Low natural gas prices have fueled rapid growth in Louisiana’s chemical production over the past six years and now points to large-scale expansion of that industry.
Dan Borné, longtime president of the Louisiana Chemical Association, told hundreds of Rotary Club members Wednesday that he hopes no potential roadblocks inhibit that massive expansion.
“We’re still on the precipice of a tremendous renaissance in the Louisiana chemical industry,” Borné said. He said the state’s chemical companies shipped $58.2 billion in products in 2010. That annual number increased to $67.5 billion in 2012.
Borné added he never again wants to see a period like 1999-2009, an era during which 10,000 chemical industry jobs and 500 companies were lost in Louisiana — “a long decade, a winter of discontent.”
Those days are gone, Borné said, because of low natural gas prices that have since sparked $20 billion in chemical industry growth in Louisiana. He said low-cost natural gas also enabled plans for $40 billion in additional ongoing or future chemical plant construction in the state. On Wednesday, Shintech added to the list, announcing a $1.4 billion expansion in Iberville Parish.
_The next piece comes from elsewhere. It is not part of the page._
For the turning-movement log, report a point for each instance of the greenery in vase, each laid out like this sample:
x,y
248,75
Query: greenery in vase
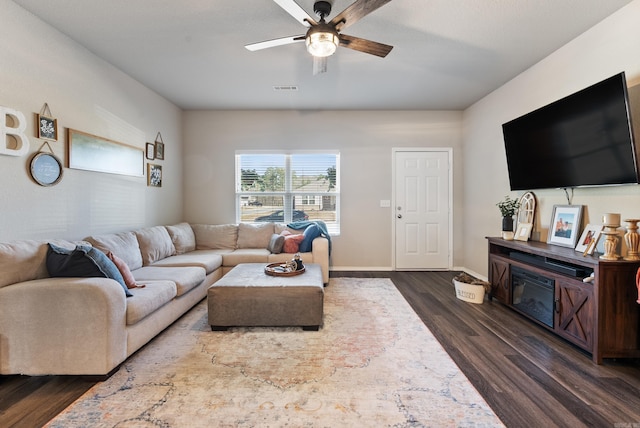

“We use natural gas like a bakery shop uses flour,” Borné emphasized. “That’s our daily bread.”
As for potential roadblocks, Borné said industries in Louisiana need good roads, bridges, port facilities and other infrastructure. He said the next governor and Legislature must make progress on regional infrastructure development.
A vibrant, competent workforce is necessary to build and operate manufacturing facilities, Borné said, adding that he is optimistic about the next generation of workers.
Louisiana has complied with the Environmental Protection Agency’s current ozone standard, but EPA officials now are considering an even tougher standard, Borné noted.
“That’s something we’re going to watch very carefully,” he said.
The price of 1 million British thermal units of natural gas should be seven times cheaper than the price of a barrel of crude oil for chemical companies to continue flourishing in Louisiana, Borné said.
In early 2014, oil was 25 times more expensive than natural gas, Borné noted. Today, he said, that ratio is 23 to 1. The current price of oil is about $59 per barrel, he said. The current price of natural gas is about $2.50 per million Btu.
So, thus far, the lower cost of oil is not threatening Louisiana’s chemical industry.
Borné said, however, it’s sometimes hard to predict what impacts increased oil and gas production in other countries could have on the chemical industry in this state.
So, when he visits Europe and runs across protesters against shale oil and gas drilling on that continent, Borne said he joins that group in the streets.
“No more shale!” he said he screams. “Shale, no!”